Two players can finally share the run

Co-op gives each player a ship and individual lives while sharing score and shield charge. A fallen partner can return through the next power-up, and a run ends only when both players are out. That revival rule should keep a weaker partner involved without removing the pressure of protecting the team.

Versus places both pilots beside each other against identical waves. The first death decides the match, followed by a dedicated score entry. A second gamepad or a shared keyboard works, and controller buttons can be remapped separately for each player.

Local multiplayer is the clearest reason to return. It adds a new social use for a game whose core appeal was previously a compact solo arcade loop.

Difficulty and bosses ask for new habits

Every run now begins with Easy, Normal, Hard, or Pro. The higher settings start with later-stage rules rather than merely inflating a single number. Pro immediately introduces triple lanes, kamikaze enemies, guards, and shielded bosses.

Bosses gain shields worth half their hull strength, while later fights add orbiting cruiser escorts. Surviving enemies begin kamikaze dives from stage six, and the hardest maze layout becomes permanent from stage 11. These additions make positioning and target priority more important than they were before 6.0.

The bomb gives players an answer to that pressure.
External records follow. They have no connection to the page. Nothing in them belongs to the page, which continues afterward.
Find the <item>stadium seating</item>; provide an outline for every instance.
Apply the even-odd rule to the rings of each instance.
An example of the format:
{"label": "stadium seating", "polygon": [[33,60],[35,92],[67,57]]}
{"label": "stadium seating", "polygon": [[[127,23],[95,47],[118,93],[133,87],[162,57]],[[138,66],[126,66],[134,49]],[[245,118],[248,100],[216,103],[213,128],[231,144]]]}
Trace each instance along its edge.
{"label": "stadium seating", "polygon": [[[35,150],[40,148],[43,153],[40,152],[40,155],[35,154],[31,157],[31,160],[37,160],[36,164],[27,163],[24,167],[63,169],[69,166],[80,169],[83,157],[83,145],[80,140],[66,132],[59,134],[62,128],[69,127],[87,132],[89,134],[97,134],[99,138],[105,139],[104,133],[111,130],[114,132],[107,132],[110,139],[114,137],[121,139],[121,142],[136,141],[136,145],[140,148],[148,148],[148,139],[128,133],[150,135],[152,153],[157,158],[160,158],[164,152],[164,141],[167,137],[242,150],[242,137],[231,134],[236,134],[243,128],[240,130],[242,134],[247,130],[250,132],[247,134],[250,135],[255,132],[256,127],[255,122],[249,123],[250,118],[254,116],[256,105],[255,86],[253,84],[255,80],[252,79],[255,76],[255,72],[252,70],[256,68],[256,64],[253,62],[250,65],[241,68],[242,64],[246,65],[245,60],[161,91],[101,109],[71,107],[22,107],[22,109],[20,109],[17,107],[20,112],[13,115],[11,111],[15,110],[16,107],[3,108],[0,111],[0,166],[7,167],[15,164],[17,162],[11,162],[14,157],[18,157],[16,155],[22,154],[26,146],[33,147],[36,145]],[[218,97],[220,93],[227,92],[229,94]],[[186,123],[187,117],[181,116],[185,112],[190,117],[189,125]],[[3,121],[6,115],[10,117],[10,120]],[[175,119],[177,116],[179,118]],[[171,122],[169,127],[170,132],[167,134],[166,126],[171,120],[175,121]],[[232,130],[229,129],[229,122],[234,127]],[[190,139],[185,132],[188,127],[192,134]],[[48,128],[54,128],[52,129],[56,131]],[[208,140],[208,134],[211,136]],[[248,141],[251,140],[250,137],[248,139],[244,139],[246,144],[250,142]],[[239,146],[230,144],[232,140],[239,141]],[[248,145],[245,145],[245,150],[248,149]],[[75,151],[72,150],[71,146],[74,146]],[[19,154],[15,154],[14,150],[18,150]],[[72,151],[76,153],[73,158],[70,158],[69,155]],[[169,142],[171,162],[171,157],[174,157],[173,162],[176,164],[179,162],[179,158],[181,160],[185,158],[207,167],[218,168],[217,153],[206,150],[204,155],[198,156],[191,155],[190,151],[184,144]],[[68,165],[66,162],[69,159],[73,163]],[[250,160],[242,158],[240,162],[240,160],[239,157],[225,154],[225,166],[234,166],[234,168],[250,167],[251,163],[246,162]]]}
Each run starts with one, with another available from a downed cruiser once per wave. Detonation clears enemy fire and small ships, damages cruisers, and strips a boss shield. Returning players should resist treating it as an ordinary panic button; holding it for a shield or packed projectile field may be the difference between extending a run and wasting the new resource.

Fast kills matter more

Quick eliminations can now double a target’s score, and consecutive fast kills trigger streak callouts. The scoring changes favor players who control waves aggressively instead of surviving at the safest possible pace.

The update adds 33 achievements tied to difficulty, bombs, flawless bosses, streaks, co-op, and versus. Players who exhausted the original goals now have a wider ladder, though achievement volume alone does not prove long-term variety.

Technical work includes a Linux and SteamOS build, shader precompilation intended to prevent mid-run stutter, controller detection fixes, and a download reduction from roughly 2 GB to under 450 MB. Those are encouraging claims, but Patch Rundown has not tested frame pacing or handheld behavior.

The Returning Player Tax is B. Basic movement and shooting remain recognizable, but bombs, shielded bosses, escorts, kamikaze timing, and score streaks require a short reset.

Compared with the small July shader-preloading patch, version 6.0 is a genuine expansion of the playable structure. Couch co-op players, local rivals, score chasers, and Linux users benefit most. Solo players who wanted new stages rather than new rules gain less, because the notes do not announce a new campaign or stage set.

The official notes list no known-issue section. Controller combinations, split-screen readability, performance, and the practical difficulty curve remain unresolved until players and the developer establish how the live build behaves. This is still a credible reason to return if local multiplayer or a harder score chase was the missing piece.